Total revenues were SEK 32,477 million (2019: SEK 41,123 million). The operating profit was reported at SEK 4,606 million against 2019’s SEK 8,380 million, with an operating margin of 14.2% (2019: 20.4%). Europe represented the largest market area for the division, at 53% of total revenues, with North America second at 22%, followed by Asia (21%), South America (2%), Africa and the Middle East (1%) and Australia (1%).
Some 46% of the division’s revenues came from customers in the engineering segment, with 26% from automotive, 16% from aerospace and 9% from energy. 3% of revenues came from customers in other segments.
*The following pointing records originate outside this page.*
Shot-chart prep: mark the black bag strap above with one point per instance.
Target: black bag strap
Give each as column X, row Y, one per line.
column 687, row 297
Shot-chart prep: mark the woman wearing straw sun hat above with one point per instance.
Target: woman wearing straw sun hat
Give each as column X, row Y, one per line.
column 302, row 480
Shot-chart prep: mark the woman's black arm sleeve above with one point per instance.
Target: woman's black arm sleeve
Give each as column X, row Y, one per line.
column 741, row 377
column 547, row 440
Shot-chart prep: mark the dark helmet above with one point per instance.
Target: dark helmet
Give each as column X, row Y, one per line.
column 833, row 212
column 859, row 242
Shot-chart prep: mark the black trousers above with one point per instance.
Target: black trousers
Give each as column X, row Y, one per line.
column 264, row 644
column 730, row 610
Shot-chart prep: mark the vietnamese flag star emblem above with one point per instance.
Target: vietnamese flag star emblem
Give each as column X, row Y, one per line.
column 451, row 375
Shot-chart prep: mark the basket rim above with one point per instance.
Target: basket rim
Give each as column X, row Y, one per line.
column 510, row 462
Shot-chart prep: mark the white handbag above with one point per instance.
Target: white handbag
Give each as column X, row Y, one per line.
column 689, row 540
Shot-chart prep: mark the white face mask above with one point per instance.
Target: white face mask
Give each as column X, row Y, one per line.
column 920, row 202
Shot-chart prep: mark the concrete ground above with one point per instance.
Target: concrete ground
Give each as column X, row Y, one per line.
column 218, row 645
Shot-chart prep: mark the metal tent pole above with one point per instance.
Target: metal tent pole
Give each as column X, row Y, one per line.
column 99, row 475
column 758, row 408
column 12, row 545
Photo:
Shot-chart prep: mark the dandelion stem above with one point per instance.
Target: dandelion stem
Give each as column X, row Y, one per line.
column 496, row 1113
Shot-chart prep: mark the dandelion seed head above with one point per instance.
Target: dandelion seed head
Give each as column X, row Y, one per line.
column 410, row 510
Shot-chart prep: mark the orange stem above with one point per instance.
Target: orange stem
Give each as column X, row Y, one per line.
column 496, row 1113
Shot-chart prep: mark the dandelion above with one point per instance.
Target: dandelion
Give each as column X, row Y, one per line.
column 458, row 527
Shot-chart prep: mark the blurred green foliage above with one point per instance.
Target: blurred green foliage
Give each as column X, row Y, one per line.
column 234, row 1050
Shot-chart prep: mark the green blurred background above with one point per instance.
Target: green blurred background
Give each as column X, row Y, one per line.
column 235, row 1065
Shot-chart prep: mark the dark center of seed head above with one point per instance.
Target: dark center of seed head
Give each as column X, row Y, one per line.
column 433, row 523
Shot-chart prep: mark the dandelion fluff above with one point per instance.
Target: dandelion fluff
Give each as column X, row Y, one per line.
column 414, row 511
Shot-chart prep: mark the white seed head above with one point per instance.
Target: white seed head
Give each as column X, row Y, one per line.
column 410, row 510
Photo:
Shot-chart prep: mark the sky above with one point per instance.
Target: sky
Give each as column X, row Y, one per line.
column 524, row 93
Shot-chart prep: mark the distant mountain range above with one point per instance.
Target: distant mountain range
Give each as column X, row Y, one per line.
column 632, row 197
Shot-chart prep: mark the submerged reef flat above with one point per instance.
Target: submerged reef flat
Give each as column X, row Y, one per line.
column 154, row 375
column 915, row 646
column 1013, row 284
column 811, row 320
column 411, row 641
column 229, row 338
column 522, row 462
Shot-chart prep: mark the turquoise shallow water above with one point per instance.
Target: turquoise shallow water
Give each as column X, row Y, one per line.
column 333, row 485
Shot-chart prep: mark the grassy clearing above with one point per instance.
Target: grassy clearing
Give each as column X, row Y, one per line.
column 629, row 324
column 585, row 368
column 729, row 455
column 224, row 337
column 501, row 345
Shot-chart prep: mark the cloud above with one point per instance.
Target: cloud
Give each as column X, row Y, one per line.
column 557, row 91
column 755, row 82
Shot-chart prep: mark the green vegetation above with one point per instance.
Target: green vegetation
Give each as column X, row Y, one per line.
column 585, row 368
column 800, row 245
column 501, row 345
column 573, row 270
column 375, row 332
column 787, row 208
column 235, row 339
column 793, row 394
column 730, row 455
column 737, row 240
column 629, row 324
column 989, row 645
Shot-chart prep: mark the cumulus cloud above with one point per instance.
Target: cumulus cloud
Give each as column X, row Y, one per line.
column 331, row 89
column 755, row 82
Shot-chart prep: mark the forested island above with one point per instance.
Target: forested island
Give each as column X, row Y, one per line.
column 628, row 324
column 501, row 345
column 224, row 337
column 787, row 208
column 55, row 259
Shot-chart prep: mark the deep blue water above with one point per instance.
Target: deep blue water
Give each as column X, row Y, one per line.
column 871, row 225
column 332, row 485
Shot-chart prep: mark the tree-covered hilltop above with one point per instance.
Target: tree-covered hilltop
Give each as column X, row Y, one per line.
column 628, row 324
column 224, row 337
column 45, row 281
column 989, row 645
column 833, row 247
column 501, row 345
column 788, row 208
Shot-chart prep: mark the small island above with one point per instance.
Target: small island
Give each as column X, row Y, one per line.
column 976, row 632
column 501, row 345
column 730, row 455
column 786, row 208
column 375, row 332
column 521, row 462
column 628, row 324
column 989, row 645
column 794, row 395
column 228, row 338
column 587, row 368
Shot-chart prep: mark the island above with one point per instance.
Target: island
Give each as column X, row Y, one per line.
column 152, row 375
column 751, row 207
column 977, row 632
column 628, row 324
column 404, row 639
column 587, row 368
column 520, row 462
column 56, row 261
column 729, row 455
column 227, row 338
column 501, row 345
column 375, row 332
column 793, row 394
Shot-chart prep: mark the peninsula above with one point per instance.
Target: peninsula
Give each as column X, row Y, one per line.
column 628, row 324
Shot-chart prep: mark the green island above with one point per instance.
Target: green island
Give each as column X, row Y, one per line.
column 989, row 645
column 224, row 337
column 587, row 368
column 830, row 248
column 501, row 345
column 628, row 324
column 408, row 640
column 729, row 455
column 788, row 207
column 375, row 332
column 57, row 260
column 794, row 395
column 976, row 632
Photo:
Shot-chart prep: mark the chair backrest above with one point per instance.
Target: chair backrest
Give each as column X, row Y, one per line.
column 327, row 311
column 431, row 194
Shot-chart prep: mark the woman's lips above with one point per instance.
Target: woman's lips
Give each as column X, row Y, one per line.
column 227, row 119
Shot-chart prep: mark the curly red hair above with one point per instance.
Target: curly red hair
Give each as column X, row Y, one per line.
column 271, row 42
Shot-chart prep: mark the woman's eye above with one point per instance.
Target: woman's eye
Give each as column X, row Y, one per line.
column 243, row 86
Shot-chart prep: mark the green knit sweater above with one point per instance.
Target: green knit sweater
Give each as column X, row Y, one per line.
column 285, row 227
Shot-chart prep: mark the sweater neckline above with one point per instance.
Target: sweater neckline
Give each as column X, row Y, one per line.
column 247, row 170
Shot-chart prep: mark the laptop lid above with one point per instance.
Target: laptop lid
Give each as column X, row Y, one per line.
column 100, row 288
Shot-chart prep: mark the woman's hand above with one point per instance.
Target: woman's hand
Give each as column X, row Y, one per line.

Sandvik Materials Technology
Despite the challenging year, progress was reported to have been made on Sandvik Material Technology’s strategic journey. Mitigations were introduced to enable favourable margins despite a noted drop in orders, where the oil & gas and aerospace segments were hit especially hard.
Total revenues in 2020 were reported at SEK 13,598 million, down from SEK 15,279 million in 2019. Operating profit was reported at SEK 492 million (2019: SEK 1,444 million), with an operating margin of 3.6% (2019: 9.4%).
By market area, the majority of the division’s revenues came from Europe at 48%, followed by North America at 39%, Asia (17%), Africa/Middle East (3%) and South America (2%).
By customer segment, 44% of the division’s revenues came from customers in energy, 20% engineering, 12% consumer and electronics, 6% chemicals, 5% automotive, 3% from both construction and aerospace, and 5% from other market segments.